A plane goes missing. According to air trac control, the probability that it has gone
missing in region A is 0.2 and in region B is 0.6. From knowledge of these regions, it is
known that if a plane goes missing in region A, the probability that it will be found is 0.7,
while if a plane goes missing in region B, the probability of it being found is 0.6.
Using probability notation, answer the following questions.
(a) What is the probability that the plane did not go down in either region A or B? Justify
your answer. ( For this the answer I got is 0.2)
(b) If the probability of the plane being found if it goes down outside regions A or B is
0.1, what is the total probability of the plane not being found at all?

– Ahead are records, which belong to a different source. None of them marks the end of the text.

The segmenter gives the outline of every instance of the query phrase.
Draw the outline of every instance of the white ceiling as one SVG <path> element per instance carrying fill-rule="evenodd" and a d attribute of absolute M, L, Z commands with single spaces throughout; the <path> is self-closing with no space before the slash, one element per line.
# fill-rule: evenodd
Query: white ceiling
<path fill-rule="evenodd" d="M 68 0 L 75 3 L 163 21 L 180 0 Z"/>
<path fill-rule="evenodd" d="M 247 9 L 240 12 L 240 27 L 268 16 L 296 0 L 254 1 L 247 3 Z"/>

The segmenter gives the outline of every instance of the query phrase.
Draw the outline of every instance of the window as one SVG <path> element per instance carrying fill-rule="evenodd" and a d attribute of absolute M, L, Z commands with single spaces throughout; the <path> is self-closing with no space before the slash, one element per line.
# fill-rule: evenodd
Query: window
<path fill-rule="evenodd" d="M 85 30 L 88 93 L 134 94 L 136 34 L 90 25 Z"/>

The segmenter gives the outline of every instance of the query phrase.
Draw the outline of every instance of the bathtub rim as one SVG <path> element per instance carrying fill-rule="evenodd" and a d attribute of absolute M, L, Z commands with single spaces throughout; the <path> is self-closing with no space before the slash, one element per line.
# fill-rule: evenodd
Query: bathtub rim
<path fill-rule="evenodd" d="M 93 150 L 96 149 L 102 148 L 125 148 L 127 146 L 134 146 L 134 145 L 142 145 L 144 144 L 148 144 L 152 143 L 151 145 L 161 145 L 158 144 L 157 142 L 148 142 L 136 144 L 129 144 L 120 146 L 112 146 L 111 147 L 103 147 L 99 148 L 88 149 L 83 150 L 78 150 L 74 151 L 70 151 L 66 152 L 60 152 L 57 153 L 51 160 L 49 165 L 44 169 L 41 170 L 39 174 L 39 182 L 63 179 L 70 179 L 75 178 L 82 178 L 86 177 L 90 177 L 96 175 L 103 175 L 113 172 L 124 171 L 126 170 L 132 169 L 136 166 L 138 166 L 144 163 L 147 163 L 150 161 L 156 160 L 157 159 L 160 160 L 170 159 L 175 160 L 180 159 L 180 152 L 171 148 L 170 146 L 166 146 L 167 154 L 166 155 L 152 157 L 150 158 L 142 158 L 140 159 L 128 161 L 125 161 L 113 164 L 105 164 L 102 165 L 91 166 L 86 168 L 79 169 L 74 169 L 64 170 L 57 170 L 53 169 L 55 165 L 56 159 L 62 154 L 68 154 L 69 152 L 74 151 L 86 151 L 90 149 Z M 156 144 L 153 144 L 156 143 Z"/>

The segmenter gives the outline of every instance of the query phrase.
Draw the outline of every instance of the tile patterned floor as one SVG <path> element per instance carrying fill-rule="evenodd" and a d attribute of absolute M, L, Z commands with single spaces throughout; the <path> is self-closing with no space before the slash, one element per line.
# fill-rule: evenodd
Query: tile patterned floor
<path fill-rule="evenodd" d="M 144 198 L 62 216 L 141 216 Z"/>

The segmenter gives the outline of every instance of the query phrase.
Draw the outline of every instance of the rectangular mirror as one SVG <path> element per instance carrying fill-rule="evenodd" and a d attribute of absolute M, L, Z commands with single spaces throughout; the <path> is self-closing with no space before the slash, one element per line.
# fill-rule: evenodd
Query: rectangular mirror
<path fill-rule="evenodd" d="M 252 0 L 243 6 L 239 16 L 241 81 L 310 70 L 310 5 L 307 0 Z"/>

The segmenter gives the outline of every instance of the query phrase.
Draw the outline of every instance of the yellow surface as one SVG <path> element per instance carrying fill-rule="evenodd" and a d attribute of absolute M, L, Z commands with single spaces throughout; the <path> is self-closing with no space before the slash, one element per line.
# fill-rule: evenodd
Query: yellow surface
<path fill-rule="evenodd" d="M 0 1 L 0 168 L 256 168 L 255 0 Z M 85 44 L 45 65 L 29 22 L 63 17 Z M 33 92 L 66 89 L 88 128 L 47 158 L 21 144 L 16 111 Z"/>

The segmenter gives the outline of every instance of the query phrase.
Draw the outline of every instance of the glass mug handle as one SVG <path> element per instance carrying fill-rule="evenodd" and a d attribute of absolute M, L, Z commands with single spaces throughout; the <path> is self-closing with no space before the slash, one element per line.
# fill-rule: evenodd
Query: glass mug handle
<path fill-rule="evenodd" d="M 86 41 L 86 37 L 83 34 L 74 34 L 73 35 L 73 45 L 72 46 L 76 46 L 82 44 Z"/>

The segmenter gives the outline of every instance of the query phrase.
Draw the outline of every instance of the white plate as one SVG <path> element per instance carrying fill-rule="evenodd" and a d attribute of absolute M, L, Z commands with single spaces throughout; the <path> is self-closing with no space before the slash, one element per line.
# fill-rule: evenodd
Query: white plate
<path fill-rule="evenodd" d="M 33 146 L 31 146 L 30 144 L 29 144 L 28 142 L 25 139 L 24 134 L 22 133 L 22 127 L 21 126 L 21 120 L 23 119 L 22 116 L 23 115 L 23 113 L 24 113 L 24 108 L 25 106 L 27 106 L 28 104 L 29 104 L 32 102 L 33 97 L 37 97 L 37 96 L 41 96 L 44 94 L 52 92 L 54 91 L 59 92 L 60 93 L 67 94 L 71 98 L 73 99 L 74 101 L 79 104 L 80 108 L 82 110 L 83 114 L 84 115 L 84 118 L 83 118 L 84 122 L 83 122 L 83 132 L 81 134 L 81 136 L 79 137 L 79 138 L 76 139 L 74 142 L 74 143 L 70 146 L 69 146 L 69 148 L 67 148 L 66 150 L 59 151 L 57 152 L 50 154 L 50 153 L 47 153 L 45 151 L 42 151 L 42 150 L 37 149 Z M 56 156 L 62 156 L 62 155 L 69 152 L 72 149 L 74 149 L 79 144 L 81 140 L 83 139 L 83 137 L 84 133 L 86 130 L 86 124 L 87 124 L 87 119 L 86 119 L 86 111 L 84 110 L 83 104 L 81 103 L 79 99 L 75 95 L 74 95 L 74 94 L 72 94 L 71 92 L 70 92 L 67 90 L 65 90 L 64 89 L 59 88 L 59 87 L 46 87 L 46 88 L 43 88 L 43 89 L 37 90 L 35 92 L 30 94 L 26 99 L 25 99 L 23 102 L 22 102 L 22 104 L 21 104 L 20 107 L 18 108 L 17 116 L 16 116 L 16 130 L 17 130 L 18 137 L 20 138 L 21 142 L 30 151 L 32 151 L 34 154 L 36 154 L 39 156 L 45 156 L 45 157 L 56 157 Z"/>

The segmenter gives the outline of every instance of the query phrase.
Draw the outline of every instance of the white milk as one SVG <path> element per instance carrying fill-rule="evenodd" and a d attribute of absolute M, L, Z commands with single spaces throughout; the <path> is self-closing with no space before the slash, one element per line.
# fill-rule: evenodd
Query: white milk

(c) If the plane isn’t found, what is the probability it went down in region A?
(d) If two planes go missing independently, what is the probability that they are both
found?
Question 2 10 marks
An engineer submits 3 proposals to the Council to develop renewable energy supply to a
number of manufacturing plants. From past experience, the chance of any one proposal
being approved is thought to be 0.65. Let X be the number of projects approved by the
council.
(a) Determine the distribution of the random variable X, and write down the pmf with
the correct parameters.
(b) What assumption are you making about the project approvals, and is this valid?
(c) What is the probability that the engineer gets at least one project approved?
(d) The engineer wants to ensure that at least one project is approved with at least 99%
probability. How many proposals should the engineer submit to ensure this?